Expecting, or rather hoping, to have some people over tonight didn’t exactly pan out for me. With Jim and David out of town and the apartment sparkling clean, I was excited at the idea that I would get to do a little entertaining. Of course, this didn’t happen, so instead I went to Best Buy and bought a CD/DVD from BT entitled This Binary Universe. Props to Dawn and Drew for bringing BT back into my life.
Describing This Binary Universe is like describing a forest; cut with streams and ridges, entangled in English Ivy battling the underbrush to find light, forgetting the song birds, the small yellow fish swimming up the the waters’ current, the amber sap leaking from evergreens glowing with each catch of the sun rays… This Binary Universe is essentially a CD and DVD with matching soundtracks, the DVD puts fascinating art to the movements of the music. Catch a preview, below.
[quicktime width=”480″ height=”285″]http://itsjustjustin.com/wp-content/wordpress/video/The%20Binary%20Universe.mov[/quicktime]
The CD/DVD combo is only $13.99 at Best Buy, an incredible steal. I would have paid $30 for this without batting an eye.
The reason I am writing this post, the reason why I am not asleep right now, are one and the same. I hopped into bed around 9:00, I open Starbucks tomorrow, yet found myself unable to quiet my mind.
The past few days have been socially wonderful. Hanging out with Geoffrey like old times is exciting and glorious even. The other night with John, Matt, Matt, Mark Geoff and Brad really made me feel that I could have a life here, without feeling alone.
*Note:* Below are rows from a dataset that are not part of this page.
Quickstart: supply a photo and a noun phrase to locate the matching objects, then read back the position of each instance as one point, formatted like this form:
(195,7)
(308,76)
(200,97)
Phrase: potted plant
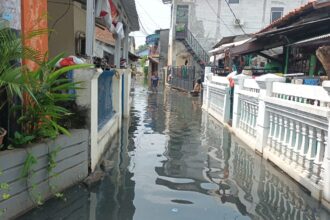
(3,133)
(11,81)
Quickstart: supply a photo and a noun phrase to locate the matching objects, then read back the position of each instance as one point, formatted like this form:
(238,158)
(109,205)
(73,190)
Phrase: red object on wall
(34,17)
(114,12)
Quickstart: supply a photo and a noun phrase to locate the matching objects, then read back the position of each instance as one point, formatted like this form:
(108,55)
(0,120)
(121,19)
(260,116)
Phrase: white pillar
(95,155)
(117,52)
(326,161)
(127,90)
(239,84)
(266,86)
(126,45)
(117,94)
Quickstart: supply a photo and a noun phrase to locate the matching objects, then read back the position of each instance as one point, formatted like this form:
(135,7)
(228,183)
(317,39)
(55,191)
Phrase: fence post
(117,94)
(239,85)
(207,79)
(326,161)
(127,89)
(266,88)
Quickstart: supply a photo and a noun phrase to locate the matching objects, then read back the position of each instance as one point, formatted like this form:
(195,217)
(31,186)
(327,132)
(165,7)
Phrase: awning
(325,38)
(133,56)
(217,57)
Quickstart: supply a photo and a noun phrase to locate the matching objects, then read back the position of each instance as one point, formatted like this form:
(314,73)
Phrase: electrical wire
(218,17)
(152,20)
(143,28)
(62,16)
(236,19)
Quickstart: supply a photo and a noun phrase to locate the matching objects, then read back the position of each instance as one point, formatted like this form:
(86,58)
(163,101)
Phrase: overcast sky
(153,15)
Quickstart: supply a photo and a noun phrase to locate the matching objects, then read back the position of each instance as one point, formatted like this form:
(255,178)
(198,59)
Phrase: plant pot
(3,133)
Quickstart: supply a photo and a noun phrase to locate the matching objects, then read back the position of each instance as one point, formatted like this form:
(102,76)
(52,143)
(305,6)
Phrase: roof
(229,39)
(284,36)
(104,35)
(322,38)
(290,16)
(133,17)
(310,21)
(297,13)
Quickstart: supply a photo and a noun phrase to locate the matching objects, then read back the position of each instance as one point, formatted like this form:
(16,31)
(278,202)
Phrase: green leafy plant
(51,166)
(4,193)
(28,173)
(21,139)
(50,90)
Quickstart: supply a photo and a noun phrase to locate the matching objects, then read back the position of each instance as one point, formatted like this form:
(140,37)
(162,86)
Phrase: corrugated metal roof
(295,13)
(133,17)
(325,36)
(105,36)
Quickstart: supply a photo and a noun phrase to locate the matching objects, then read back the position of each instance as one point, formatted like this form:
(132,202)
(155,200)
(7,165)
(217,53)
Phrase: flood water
(173,161)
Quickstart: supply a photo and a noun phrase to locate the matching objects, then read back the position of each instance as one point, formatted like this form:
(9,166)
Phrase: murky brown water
(175,162)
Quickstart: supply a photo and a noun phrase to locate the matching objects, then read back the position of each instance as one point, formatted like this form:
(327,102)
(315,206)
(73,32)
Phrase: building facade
(210,20)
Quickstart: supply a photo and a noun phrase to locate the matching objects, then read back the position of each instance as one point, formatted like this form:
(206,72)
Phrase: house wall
(100,47)
(34,17)
(62,38)
(163,44)
(62,35)
(71,168)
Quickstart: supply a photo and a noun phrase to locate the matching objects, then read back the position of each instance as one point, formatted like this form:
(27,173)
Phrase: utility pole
(90,27)
(217,33)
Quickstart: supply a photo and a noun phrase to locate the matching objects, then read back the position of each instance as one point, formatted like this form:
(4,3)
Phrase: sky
(153,15)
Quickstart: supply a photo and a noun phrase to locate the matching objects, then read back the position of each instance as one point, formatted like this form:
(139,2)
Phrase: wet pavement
(173,161)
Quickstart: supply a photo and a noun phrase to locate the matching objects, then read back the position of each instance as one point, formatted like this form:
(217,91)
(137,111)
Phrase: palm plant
(50,90)
(45,89)
(11,81)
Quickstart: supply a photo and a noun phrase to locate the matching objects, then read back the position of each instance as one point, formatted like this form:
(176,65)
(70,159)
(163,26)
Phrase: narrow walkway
(172,161)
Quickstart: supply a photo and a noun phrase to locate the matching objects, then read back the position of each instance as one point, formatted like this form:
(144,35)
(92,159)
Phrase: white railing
(287,123)
(305,94)
(216,100)
(298,128)
(248,117)
(248,97)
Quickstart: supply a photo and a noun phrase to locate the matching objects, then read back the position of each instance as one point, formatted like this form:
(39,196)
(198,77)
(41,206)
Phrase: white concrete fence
(286,123)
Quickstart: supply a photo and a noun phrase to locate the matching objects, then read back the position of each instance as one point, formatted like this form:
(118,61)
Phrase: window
(276,13)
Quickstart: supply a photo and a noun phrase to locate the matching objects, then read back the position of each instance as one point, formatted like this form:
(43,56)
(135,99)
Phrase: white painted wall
(88,98)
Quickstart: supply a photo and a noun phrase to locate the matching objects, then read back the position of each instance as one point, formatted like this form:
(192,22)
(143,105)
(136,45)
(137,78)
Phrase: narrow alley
(173,161)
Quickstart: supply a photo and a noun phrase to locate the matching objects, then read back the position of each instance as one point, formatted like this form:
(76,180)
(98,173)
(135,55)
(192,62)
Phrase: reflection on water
(174,162)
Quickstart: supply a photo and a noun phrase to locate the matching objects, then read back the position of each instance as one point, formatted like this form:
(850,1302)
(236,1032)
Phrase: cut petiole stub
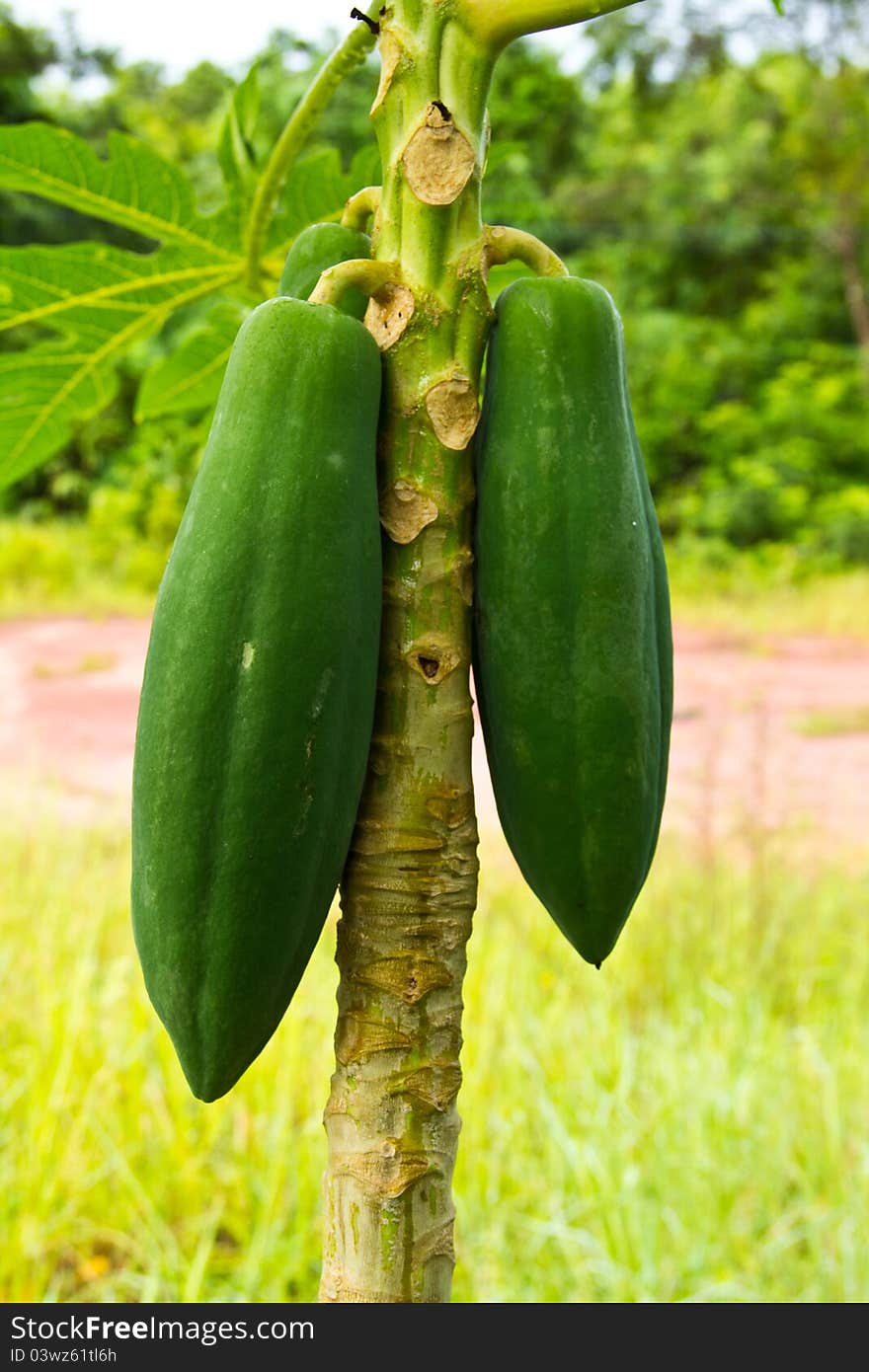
(504,245)
(364,274)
That was until, I suppose, I got into bed alone. My apartment is quiet with no heat running, televisions off and the stereo powered down from a night of pulse pounding pseudosymphonicelectronica. Now, all I hear is a great void, my mind tries so hard to find the missing notes or a creaking floor board from upstairs, anything to prove I am not alone.
I guess I’m stressing over classes, going home for Thanksgiving, grades (again, another way of saying classes), registering for classes… I feel I am on the verge of possibly disappointing a lot of people. No idea how that would be but…
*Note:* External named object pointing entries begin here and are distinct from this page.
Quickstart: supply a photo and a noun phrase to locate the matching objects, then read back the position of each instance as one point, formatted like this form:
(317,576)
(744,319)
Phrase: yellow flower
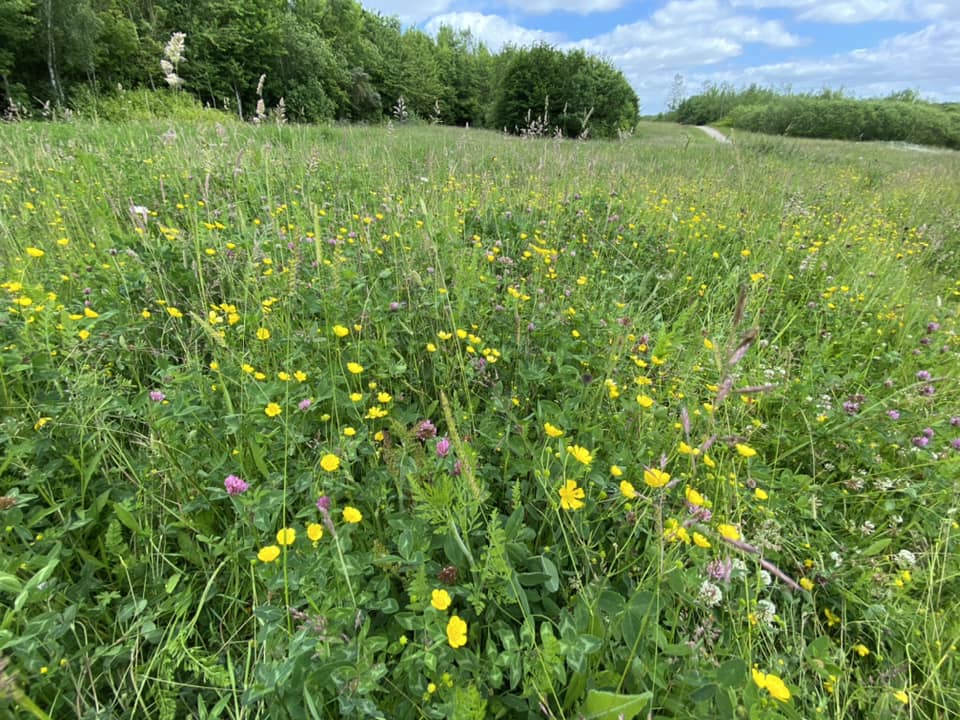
(272,410)
(772,684)
(456,632)
(654,477)
(552,430)
(440,599)
(728,531)
(580,454)
(571,496)
(268,554)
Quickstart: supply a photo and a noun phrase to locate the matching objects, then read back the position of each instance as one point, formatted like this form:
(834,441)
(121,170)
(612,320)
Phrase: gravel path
(714,133)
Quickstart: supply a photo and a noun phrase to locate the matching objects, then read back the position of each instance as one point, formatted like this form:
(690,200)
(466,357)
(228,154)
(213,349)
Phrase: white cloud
(924,60)
(580,7)
(493,30)
(859,11)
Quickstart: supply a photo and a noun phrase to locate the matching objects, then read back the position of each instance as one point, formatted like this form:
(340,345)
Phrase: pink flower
(443,446)
(235,486)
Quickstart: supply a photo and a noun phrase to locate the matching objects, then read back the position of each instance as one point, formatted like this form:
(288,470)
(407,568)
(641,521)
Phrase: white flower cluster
(172,56)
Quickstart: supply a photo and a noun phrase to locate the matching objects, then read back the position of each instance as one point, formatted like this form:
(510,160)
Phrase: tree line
(328,60)
(830,114)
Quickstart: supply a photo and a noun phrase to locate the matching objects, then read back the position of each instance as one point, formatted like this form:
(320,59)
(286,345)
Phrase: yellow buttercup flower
(580,454)
(728,531)
(571,496)
(552,430)
(268,554)
(654,477)
(456,632)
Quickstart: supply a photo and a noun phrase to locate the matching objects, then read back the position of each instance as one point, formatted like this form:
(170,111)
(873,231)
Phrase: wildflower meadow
(425,422)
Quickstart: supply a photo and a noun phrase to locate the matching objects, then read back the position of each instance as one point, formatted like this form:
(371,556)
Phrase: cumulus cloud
(580,7)
(493,30)
(408,12)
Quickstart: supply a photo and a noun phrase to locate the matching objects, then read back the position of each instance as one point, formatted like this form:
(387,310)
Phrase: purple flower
(235,486)
(443,446)
(426,430)
(851,408)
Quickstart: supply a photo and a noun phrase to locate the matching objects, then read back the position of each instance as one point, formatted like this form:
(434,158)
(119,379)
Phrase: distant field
(422,422)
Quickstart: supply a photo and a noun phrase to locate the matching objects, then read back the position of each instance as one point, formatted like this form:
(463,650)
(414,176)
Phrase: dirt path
(714,133)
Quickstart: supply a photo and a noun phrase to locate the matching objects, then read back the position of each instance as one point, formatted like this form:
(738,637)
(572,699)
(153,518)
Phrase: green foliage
(900,117)
(543,90)
(477,371)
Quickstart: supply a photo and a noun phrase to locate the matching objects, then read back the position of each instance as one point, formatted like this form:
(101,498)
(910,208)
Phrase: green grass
(746,318)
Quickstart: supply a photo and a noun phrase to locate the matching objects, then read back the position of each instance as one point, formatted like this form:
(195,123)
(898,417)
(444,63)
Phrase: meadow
(425,422)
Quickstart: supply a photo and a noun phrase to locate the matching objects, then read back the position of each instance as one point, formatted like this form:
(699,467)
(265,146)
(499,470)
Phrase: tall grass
(516,428)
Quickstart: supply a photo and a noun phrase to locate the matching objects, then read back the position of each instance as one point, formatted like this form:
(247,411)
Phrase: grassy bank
(425,422)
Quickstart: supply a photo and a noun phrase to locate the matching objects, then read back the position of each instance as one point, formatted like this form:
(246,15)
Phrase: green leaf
(603,705)
(10,583)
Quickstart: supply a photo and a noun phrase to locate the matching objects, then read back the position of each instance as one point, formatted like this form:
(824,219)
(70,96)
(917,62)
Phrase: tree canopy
(328,60)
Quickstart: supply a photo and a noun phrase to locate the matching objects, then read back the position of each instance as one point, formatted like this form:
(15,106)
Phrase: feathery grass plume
(172,57)
(400,110)
(261,106)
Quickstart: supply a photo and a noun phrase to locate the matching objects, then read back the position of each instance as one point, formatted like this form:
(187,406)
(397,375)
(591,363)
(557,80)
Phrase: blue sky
(866,47)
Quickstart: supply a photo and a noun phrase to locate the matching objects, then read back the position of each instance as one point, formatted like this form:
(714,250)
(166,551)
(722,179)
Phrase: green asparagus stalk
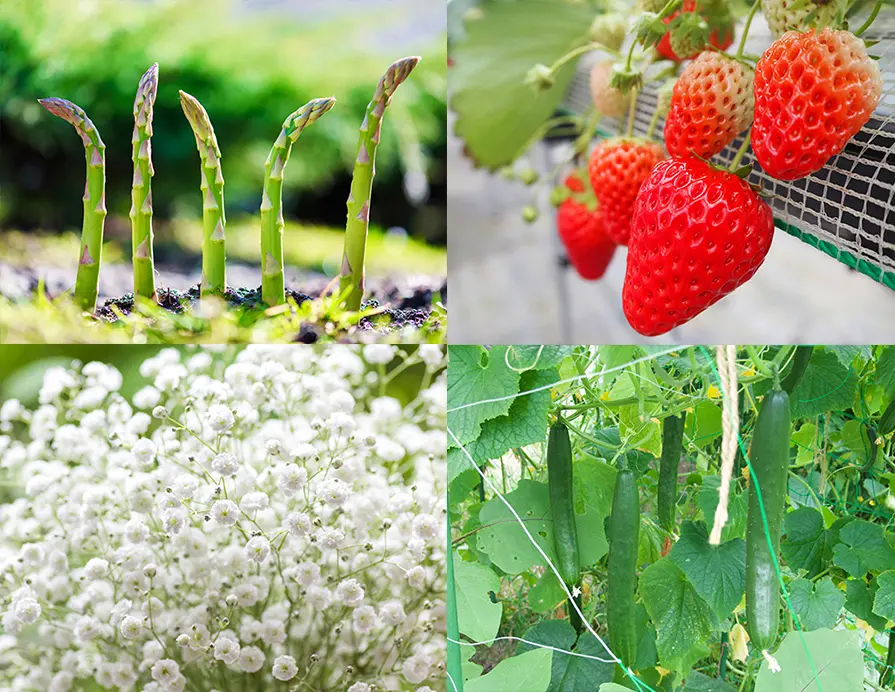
(141,207)
(351,283)
(273,287)
(94,200)
(214,271)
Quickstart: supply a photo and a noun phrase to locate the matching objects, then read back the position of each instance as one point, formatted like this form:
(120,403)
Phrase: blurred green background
(250,63)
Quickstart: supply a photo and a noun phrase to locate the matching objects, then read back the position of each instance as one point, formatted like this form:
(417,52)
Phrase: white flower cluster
(266,518)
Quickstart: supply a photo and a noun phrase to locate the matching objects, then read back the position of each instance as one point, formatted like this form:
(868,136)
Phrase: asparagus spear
(141,207)
(362,183)
(214,272)
(273,287)
(94,200)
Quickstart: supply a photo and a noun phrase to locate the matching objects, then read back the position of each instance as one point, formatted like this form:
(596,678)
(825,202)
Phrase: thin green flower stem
(90,256)
(214,254)
(273,286)
(866,25)
(141,195)
(351,284)
(741,152)
(632,108)
(652,126)
(742,46)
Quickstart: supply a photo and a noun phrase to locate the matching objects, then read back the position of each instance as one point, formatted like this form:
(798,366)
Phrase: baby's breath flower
(220,418)
(149,554)
(258,548)
(284,668)
(130,627)
(225,512)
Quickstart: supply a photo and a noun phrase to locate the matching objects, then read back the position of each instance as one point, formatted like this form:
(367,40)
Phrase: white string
(487,642)
(571,600)
(569,380)
(730,422)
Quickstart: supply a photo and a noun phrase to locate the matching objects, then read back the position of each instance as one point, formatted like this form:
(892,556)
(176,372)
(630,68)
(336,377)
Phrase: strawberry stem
(631,110)
(741,151)
(746,26)
(866,25)
(653,122)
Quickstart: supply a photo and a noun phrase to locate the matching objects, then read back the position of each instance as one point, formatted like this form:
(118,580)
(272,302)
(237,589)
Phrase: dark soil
(407,300)
(401,310)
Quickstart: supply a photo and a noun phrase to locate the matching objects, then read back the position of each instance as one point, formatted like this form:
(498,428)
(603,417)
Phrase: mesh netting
(847,209)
I am in bed, struggling to fall asleep. Geoff called me and suggested that I write for a bit, see if that helps me fall asleep. Landon said that sleep works things out and that tomorrow will be more beautiful. I am not sure he understands me anymore. How could he though, he has so many things on his mind these days, I shouldn’t be very high on the list.
I suppose I am worrying much too much about the future and oddly enough, about the past. Is that really so odd though?
Seth has been popping into my mind as of recent. I am not sure why. Clearly I miss him, I miss all things in California. What I would give to be back there.
Maybe if I try really hard, if I push everything out, I’ll fall asleep. I need the sleep. Tomorrow I work for eight hours at Starbucks and then I pack up for Texas.
Thanks Geoffrey for the phone call. I hope all your advices work for me tonight.